The first rose is out and the grapes are growing like crazy.

Jingle birds

Last night I finally managed to get Skype to work and talk with Axel, rather than me writing and he talking. Getting the settings right for Skype remains a bit of a hit or miss approach as settings appear to change spontaneously.

During the night I dreamt that I was visiting Barak Obama in his home which was a middle class row house and not at all presidential. I remember being surprised how laid back the place was and how easy it was to communicate with him. Having access to the American president in my dream was a whole lot easier than having access to the senior people at the ministry. I would like to sit down with them for a conversation about reconnecting the system to itself – but we don’t seem to be able to secure an appointment.

Today the Kabul provincial team is meeting downstairs in our office for a three day leadership development workshop. The participants are collectvely responsible for healthcare in Kabul province. One would expect this team to have an easier task than the other provincial teams but the opposite is true. Because of the high concentration of NGOs, clinics, hospitals and private health facilities, Kabul is expected to be well provided for. This is true for people who have the means to access these but for the urban poor most of these resources are out of reach. They are worse off than their rural cousins in far flung areas. At least this is what I learn from Steve when he welcomes the participants and opens the workshop.

I am also asked to say a few words and am introduced as Teacher, with a capital T. But now I am not teaching; in fact I am not even coaching. Dr. Ali is lead facilitator, teacher and coach. His team members are from the government – the same two women who have been with us since I arrived. I watch them run the show, from the sidelines. The capacity to run leadership development programs has been successfully transferred and as far as I am concerned, it is sustainable. The facilitators are Afghans and they will remain in Afghanistan. Who employs them or who pays the bill for the workshops does not matter; someone will, for the foreseeable future.

At lunch time MP and I request a car to take us across town to Wazir Akbar Khan. We are looking for the Thai massage salon where I had such a wonderful massage (described in the post Kabuli-Thai). I had misplaced the telephone number and somehow all the women who would have known it have left the country. This is not a place where you can simply look in the phonebook to find an address or phone number. You have to go to the neighborhood and ask around. So that is what we did.

We have set our minds on getting a massage that is long overdue. We stop at a Thai restaurant in the area expecting to get an address and a phonenumber. We do. We decide to stay for lunch. An armed guard with a bullet-proof vest lets us into a small yard populated by a dozens of unusual and colorful pigeons, a large hawk in a cage, an aviary with various small parrots and other colorful birds and small cages with single canaries singing at the top of their lungs.

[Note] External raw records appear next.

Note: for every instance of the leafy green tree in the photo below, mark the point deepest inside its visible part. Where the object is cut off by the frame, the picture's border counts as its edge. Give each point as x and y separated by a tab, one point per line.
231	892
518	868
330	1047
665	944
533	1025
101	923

Some of the pigeons have jingle bells on their feet. In the middle of the jingling and chirping menagerie lies an enormous dog with what looks like orange-spray-painted paws and chest. We are told he is a fighting dog. He must have been up fighting all last night because to us he looked like an exhausted friendly giant taking an afternoon nap in the sun.

MP, bird lover, is in seventh heaven. She excitedly points at a carbon copy of her own Diego in the aviary. She stays outside talking with the birds (I think she speaks their language) until the overpriced and not very remarkable Thai food is served. After lunch we find the massage place but it is closed. We will make an appointment tomorrow, for Friday, MP’s last day here.

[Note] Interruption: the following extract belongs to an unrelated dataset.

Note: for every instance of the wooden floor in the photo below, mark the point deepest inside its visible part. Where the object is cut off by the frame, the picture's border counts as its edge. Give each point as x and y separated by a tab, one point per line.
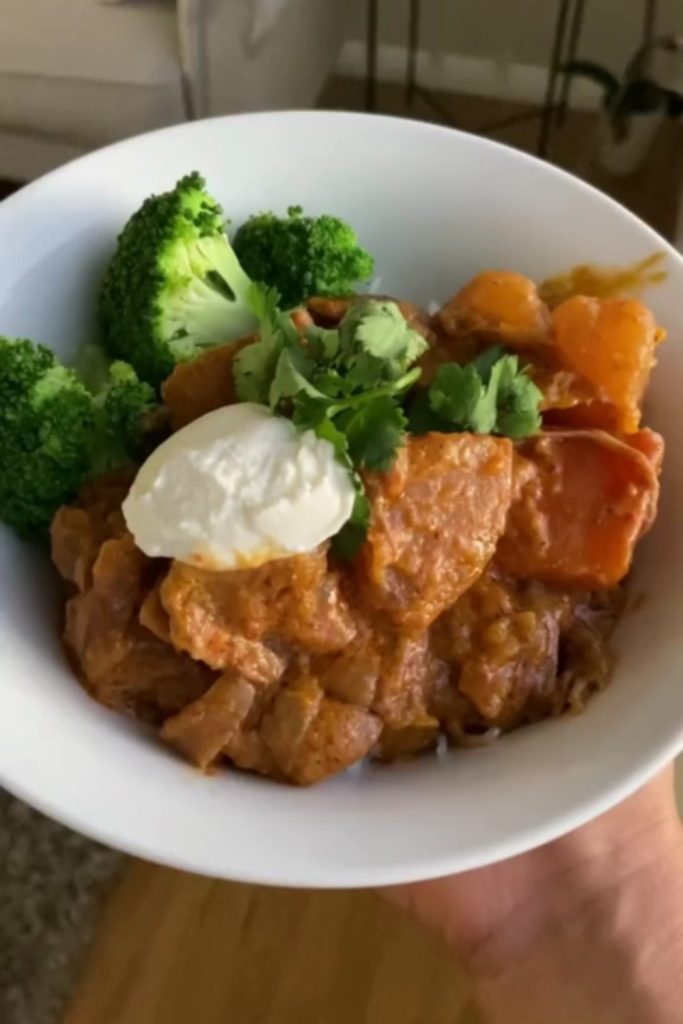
176	949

I observe the rest of the workshop in the afternoon and study more Dari. I am learning the central words that are used in our program and am beginning to recognize enough words that I can sometimes understand the topic that is being discussed. The power of immediate feedback and appreciation makes learning a language in country so much easier than doing this back home. Every new word is greated like it is the greatest victory and people are starting to speak Dari to me, slowly, leading to more new words that are filling up my little notebook. I have many teachers now.